Confidence versus Prediction Intervals in Linear Regression

Author

Affiliation

Alex Kaizer

University of Colorado-Anschutz Medical Campus

This page is part of the University of Colorado-Anschutz Medical Campus’ BIOS 6618 Recitation collection. To view other questions, you can view the BIOS 6618 Recitation collection page or use the search bar to look for keywords.

Confidence vs. Prediction Intervals

Confidence intervals and prediction intervals are similar in that the attempt to provide a reasonable range based on your data for what we might expect for a future observation’s outcome. There are some major differences though:

Confidence intervals describe the variability in estimating a population parameter for an outcome of interest, like the mean outcome predicted from a regression model based on the included predictor(s): $\hat{\mu}_{Y|X}$. It does not assume normality of the errors, but rather relies on the central limit theorem.
Prediction intervals describe the variability in the underlying population itself for an outcome of interest, like the predicted outcome for a single observation based on a given regression model: $\hat{Y}|X$. It does assume normality of the errors in the model since we cannot rely on the central limit theorem for $n=1$ (unless we are 100% confident in our assumption of normality for the regression model).

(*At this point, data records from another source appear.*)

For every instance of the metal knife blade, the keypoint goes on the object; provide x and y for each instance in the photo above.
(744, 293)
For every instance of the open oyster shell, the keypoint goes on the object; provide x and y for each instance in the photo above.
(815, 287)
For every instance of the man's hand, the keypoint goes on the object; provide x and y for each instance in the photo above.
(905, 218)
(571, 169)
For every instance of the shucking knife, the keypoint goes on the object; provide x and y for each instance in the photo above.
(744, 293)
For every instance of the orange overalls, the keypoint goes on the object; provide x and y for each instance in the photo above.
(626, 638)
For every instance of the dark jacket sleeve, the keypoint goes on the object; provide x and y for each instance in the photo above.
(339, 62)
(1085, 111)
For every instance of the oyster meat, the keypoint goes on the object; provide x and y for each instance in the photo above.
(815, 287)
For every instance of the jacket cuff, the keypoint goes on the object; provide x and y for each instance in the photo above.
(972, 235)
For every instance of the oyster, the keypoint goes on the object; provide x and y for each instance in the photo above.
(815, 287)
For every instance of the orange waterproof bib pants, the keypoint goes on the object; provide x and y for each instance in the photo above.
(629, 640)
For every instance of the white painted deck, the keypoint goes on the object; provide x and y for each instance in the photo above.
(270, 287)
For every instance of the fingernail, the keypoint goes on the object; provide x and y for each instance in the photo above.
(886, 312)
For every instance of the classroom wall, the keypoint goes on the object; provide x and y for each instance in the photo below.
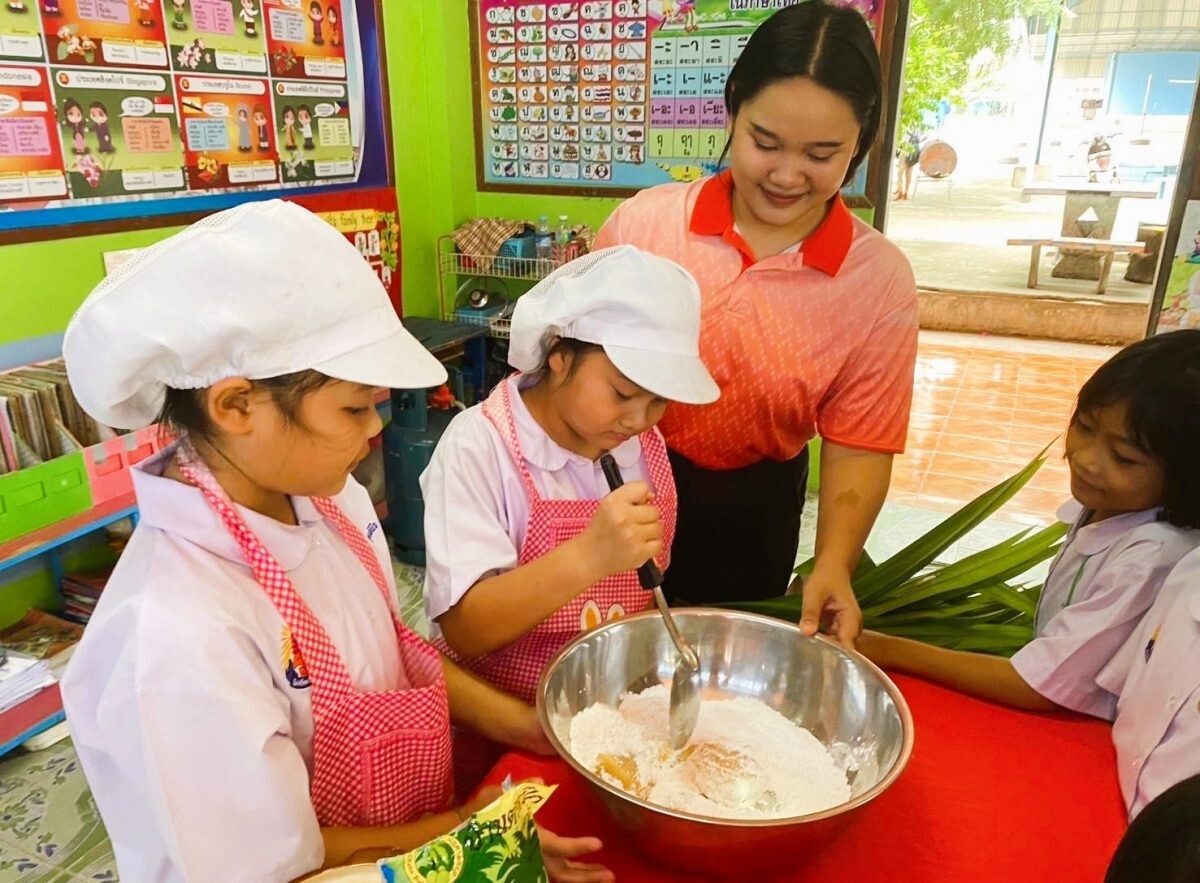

From the central limit theorem we know that as $n$ increases, the standard error of our estimate also decreases since it is estimated as $\frac{\sigma}{\sqrt{n}}$. This indicates that our confidence interval around the mean will become narrower as our sample size increases. However, the prediction interval will not become narrower as our sample size increases because it is predicting that single observation.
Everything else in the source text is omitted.